Virginia Woolf was born as Adeline Virginia Stephen in 1882. Like many other great authors, Woolf’s path to literary fame was not ordinary. Her parents were both intelligent and social within their community, resulting in ample connections and opportunities for their children. However, their good fortune did not last long. Her mother died in 1895, when Woolf was 13, which was followed by a string of other deaths within her family, including her half-sister, brother and father.
Woolf and her sisters were educated at home rather than going to school, while the boys attended college. Despite dealing with personal losses, Woolf continued her studies at home and then later at the Ladies’s Department of King’s College London.
While at King’s College, Woolf came into contact with the radical feminists of her day, which likely inspired some of her later work. She began writing professionally when she was 26, at Times Literary Supplement. Woolf then fell into a group of intellectuals and artists where she met her husband, Leonard Woolf.
Throughout her life, Woolf published somewhere in the region of 500 essays and 9 novels.
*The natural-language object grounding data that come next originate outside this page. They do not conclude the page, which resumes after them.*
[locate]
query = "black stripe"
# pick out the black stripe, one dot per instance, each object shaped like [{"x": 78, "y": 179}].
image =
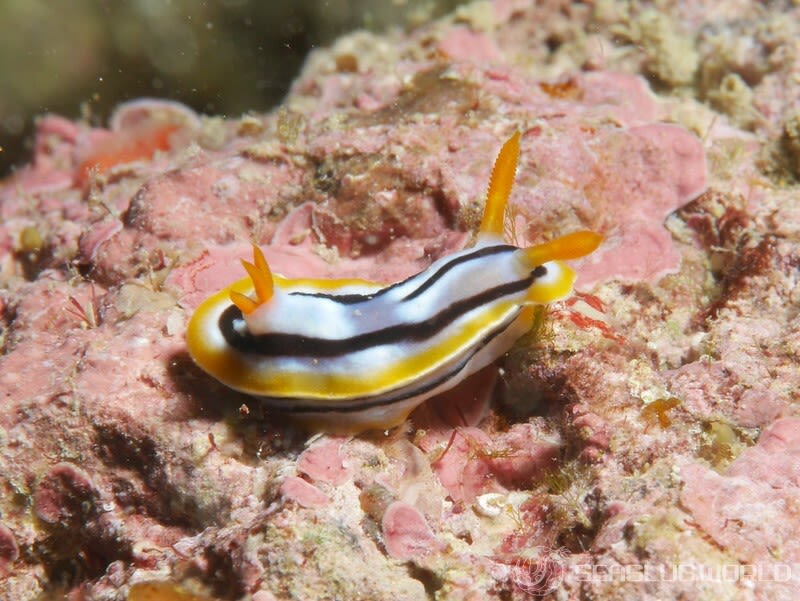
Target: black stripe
[
  {"x": 483, "y": 252},
  {"x": 351, "y": 299},
  {"x": 294, "y": 345},
  {"x": 302, "y": 405}
]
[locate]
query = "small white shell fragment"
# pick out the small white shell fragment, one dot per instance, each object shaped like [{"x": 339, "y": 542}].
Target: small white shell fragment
[{"x": 491, "y": 504}]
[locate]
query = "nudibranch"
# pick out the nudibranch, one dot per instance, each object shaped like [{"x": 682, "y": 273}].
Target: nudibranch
[{"x": 351, "y": 355}]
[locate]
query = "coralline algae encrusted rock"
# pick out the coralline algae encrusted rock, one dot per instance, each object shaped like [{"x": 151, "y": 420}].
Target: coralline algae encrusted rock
[{"x": 122, "y": 462}]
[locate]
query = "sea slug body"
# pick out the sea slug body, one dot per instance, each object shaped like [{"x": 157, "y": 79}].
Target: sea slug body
[{"x": 351, "y": 355}]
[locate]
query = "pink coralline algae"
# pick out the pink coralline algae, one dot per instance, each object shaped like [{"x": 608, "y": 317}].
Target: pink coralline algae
[{"x": 650, "y": 421}]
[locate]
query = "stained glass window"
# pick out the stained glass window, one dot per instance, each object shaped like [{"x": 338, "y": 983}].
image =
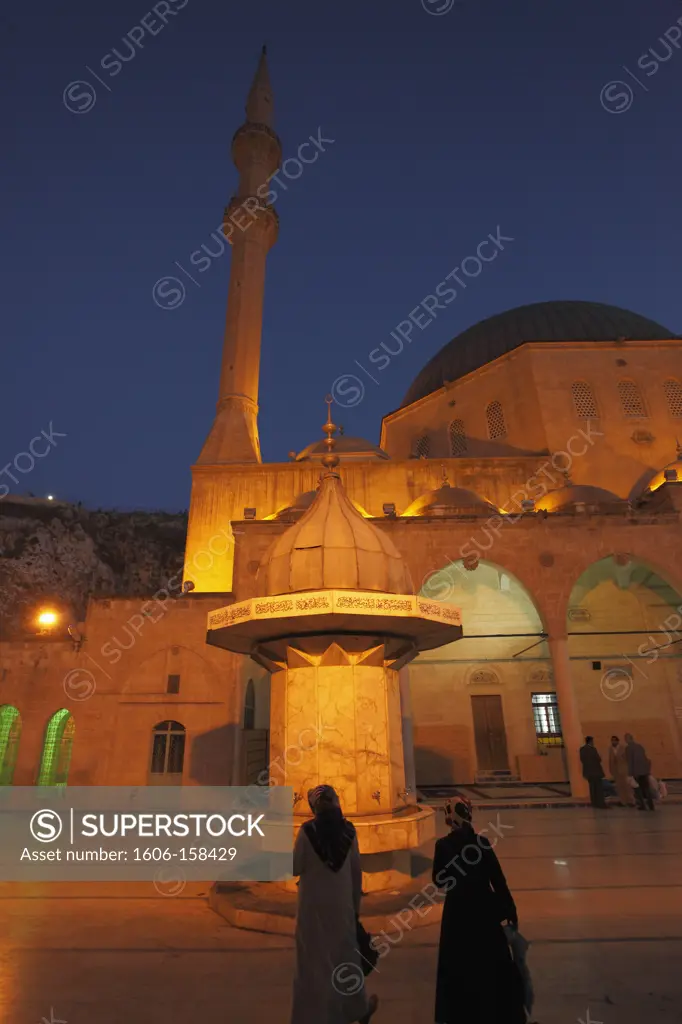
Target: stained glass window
[
  {"x": 56, "y": 750},
  {"x": 10, "y": 731},
  {"x": 168, "y": 749}
]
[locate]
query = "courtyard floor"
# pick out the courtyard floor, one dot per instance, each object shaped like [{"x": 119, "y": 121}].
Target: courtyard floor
[{"x": 599, "y": 894}]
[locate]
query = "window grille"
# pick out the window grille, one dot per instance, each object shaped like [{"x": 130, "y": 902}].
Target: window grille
[
  {"x": 673, "y": 392},
  {"x": 547, "y": 721},
  {"x": 631, "y": 399},
  {"x": 497, "y": 428},
  {"x": 458, "y": 437},
  {"x": 586, "y": 407}
]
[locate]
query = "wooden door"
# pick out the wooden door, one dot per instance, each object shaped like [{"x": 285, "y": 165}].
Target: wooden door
[
  {"x": 256, "y": 745},
  {"x": 489, "y": 733}
]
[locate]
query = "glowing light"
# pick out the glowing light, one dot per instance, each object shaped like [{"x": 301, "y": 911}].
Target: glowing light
[{"x": 47, "y": 617}]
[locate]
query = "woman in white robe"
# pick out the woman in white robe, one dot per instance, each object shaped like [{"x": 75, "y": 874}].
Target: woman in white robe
[{"x": 329, "y": 986}]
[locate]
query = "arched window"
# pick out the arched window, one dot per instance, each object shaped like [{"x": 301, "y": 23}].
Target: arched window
[
  {"x": 631, "y": 399},
  {"x": 423, "y": 446},
  {"x": 586, "y": 407},
  {"x": 497, "y": 428},
  {"x": 250, "y": 706},
  {"x": 10, "y": 730},
  {"x": 673, "y": 392},
  {"x": 458, "y": 437},
  {"x": 168, "y": 751},
  {"x": 56, "y": 750}
]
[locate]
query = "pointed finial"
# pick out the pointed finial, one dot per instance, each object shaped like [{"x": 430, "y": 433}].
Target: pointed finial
[
  {"x": 260, "y": 101},
  {"x": 331, "y": 460}
]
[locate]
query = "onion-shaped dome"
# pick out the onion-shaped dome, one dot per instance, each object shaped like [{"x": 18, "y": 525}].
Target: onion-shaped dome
[
  {"x": 450, "y": 501},
  {"x": 541, "y": 322},
  {"x": 292, "y": 513},
  {"x": 351, "y": 449},
  {"x": 566, "y": 498},
  {"x": 332, "y": 547}
]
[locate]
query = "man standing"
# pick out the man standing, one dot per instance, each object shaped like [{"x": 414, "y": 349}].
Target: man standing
[
  {"x": 593, "y": 772},
  {"x": 617, "y": 766},
  {"x": 639, "y": 767}
]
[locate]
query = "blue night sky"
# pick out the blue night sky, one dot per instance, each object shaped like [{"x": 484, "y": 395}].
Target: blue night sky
[{"x": 445, "y": 127}]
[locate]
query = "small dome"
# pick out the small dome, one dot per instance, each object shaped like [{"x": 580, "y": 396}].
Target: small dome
[
  {"x": 352, "y": 450},
  {"x": 564, "y": 498},
  {"x": 449, "y": 501},
  {"x": 332, "y": 547},
  {"x": 292, "y": 513},
  {"x": 298, "y": 508},
  {"x": 546, "y": 322}
]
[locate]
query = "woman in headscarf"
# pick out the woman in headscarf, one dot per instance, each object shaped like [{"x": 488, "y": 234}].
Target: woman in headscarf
[
  {"x": 477, "y": 980},
  {"x": 329, "y": 986}
]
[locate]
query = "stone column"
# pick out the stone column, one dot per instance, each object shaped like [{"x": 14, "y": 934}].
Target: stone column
[
  {"x": 570, "y": 722},
  {"x": 335, "y": 718},
  {"x": 408, "y": 733}
]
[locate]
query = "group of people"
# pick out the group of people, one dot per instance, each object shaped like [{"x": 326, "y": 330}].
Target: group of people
[
  {"x": 479, "y": 926},
  {"x": 629, "y": 767}
]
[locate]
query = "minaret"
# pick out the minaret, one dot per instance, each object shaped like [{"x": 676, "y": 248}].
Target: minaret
[{"x": 251, "y": 227}]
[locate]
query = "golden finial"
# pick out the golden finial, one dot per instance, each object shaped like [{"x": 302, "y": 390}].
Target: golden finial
[{"x": 331, "y": 460}]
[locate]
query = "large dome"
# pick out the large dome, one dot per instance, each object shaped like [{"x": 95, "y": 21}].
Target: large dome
[{"x": 541, "y": 322}]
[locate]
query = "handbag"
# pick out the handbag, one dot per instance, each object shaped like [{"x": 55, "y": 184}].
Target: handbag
[{"x": 369, "y": 954}]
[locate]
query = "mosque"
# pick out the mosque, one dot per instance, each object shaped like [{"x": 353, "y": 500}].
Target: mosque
[{"x": 531, "y": 478}]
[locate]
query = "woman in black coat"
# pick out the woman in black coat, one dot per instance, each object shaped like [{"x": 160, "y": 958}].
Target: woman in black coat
[{"x": 477, "y": 981}]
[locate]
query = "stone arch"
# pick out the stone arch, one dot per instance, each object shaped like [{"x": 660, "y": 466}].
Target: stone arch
[
  {"x": 472, "y": 699},
  {"x": 461, "y": 576},
  {"x": 55, "y": 758},
  {"x": 10, "y": 733}
]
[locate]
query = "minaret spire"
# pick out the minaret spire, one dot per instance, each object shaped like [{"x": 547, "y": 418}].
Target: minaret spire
[
  {"x": 251, "y": 227},
  {"x": 260, "y": 103}
]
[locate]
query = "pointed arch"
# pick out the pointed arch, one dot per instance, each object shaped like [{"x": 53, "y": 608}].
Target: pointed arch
[
  {"x": 10, "y": 732},
  {"x": 55, "y": 758}
]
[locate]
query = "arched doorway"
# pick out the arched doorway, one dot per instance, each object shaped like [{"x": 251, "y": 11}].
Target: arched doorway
[
  {"x": 167, "y": 762},
  {"x": 10, "y": 732},
  {"x": 625, "y": 647},
  {"x": 484, "y": 708},
  {"x": 55, "y": 758}
]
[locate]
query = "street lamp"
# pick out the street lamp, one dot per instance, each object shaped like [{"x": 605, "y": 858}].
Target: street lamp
[{"x": 47, "y": 619}]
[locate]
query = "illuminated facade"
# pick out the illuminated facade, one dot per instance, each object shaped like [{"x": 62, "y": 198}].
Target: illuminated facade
[{"x": 533, "y": 477}]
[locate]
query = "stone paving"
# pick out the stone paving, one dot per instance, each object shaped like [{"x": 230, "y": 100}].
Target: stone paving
[{"x": 599, "y": 894}]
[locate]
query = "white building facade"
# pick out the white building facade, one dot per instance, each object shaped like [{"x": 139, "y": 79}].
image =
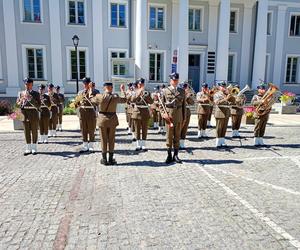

She is credited as one of the founders of the modernist literary movement. In between writing, Woolf suffered from mental illness and nervous breakdowns, for which she was briefly institutionalized several times.
Despite being married, Woolf carried on several close relationships with women throughout her lifetime. It is rumored that Woolf’s lover Vita Sackville-West served as inspiration for the protagonist of her novel Orlando. Nigel Nicholson, Sackville-West’s son, has been quoted with saying that the book is “the longest and most charming love letter in literature.”
Today, Woolf remains one of the most influential authors and feminists of the 21st century.